Le sol, ensuite, est à lui seul une peinture : il reflète la trace de mon travail et de mes expériences, en conserve l’empreinte, tel un palimpseste. De la fenêtre, j’observe la végétation qui m’entoure, je distingue le mouvement du vent dans les pins. Je m’inspire de sa vitesse, de l’empreinte laissée dans les plantes comme si c’étaient les cheveux d’une femme, tout en contraste de lumières.
La musique, aussi, accompagne mon travail en permanence. Une mélodie peut me donner de l’énergie, me guider, tout au long de la création d’une œuvre. Elle peut me faire rêver, m’abandonner à des images, des souvenirs … A l’écoute d’un concerto d’Albinoni je peux ainsi me laisser submerger par l’émotion, ressentir la souffrance, la laisser grandir en moi pour apprécier ensuite de vivre et de laisser aller mon geste de peintre. Mais je peux aussi capter l’énergie d’un morceau de rock, et laisser place à une inspiration légère comme l’air, énergique, presque militante.
Matière retorse et difficile, avec le fusain, il n’y a pas de repentir possible. On ne peut l’effacer et chaque geste est une prise de risque, une exigence de réussite.
Le noir joue avec le blanc, laisse des traces et impose à l’artiste de se dépasser pour dominer l’outil. Le plaisir survient alors en se laissant bercer par le son du fusain sur le papier. Un son intime pour une matière sensible que j’aime travailler avec les doigts car elle prolonge mon sens du toucher. J’en garde ainsi l’empreinte sur mes toiles que je couvre de papier pour retrouver l’aspect poudreux de la craie et de l’épiderme. Le papier est alors comme une peau que je caresse.
Je n’utilise pas les bombes à la manière d’un graffeur, mais plutôt pour les coulures et les projections. J’aime ce qui est fluide : je dilue mes peintures, je fais mes jus, des mélanges, des décoctions, pour ensuite les projeter, dans la continuité d’un geste, d’une chorégraphie artistique.»
Comme un retour à l’enfance, je fais des pochoirs, inspirés des céramistes. On les retrouve dans mes tableaux aux couleurs chatoyantes mais aussi dans les séries plus récentes, où certains motifs se répètent dans une forme plus libre : ouverts, fermés… Le tableau n’est jamais encore tout à fait fini.

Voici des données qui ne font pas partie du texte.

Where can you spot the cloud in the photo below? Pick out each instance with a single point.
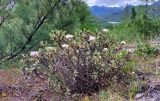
(113, 3)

Retranscrire l’esthétique des corps jusqu’à atteindre la perfection de l’hyper-réalisme est une obsession. Que ce soit par le fusain, avec lequel on peut atteindre l’illusion d’une photo, ou avec la peinture, le dessin devient progressivement volume et, à force de travail, un personnage prend vie progressivement face à moi. Les apparitions qui me les ont inspirés deviennent des corps. Dans ce moment quasi-mystique je me sens telle une passeuse, découvrant une femme qui se révèle devant moi, et à travers laquelle je me sens exister.
Curieusement, c’est à ce moment où le Graal pourrait être atteint, qu’un écart entre la réalité et ma peinture vient briser l’illusion de l’hyper-réalisme : d’un geste j’efface une partie de mon travail, comme si je voulais, en altérant sa perfection, en faire aussi percevoir l’extrême difficulté.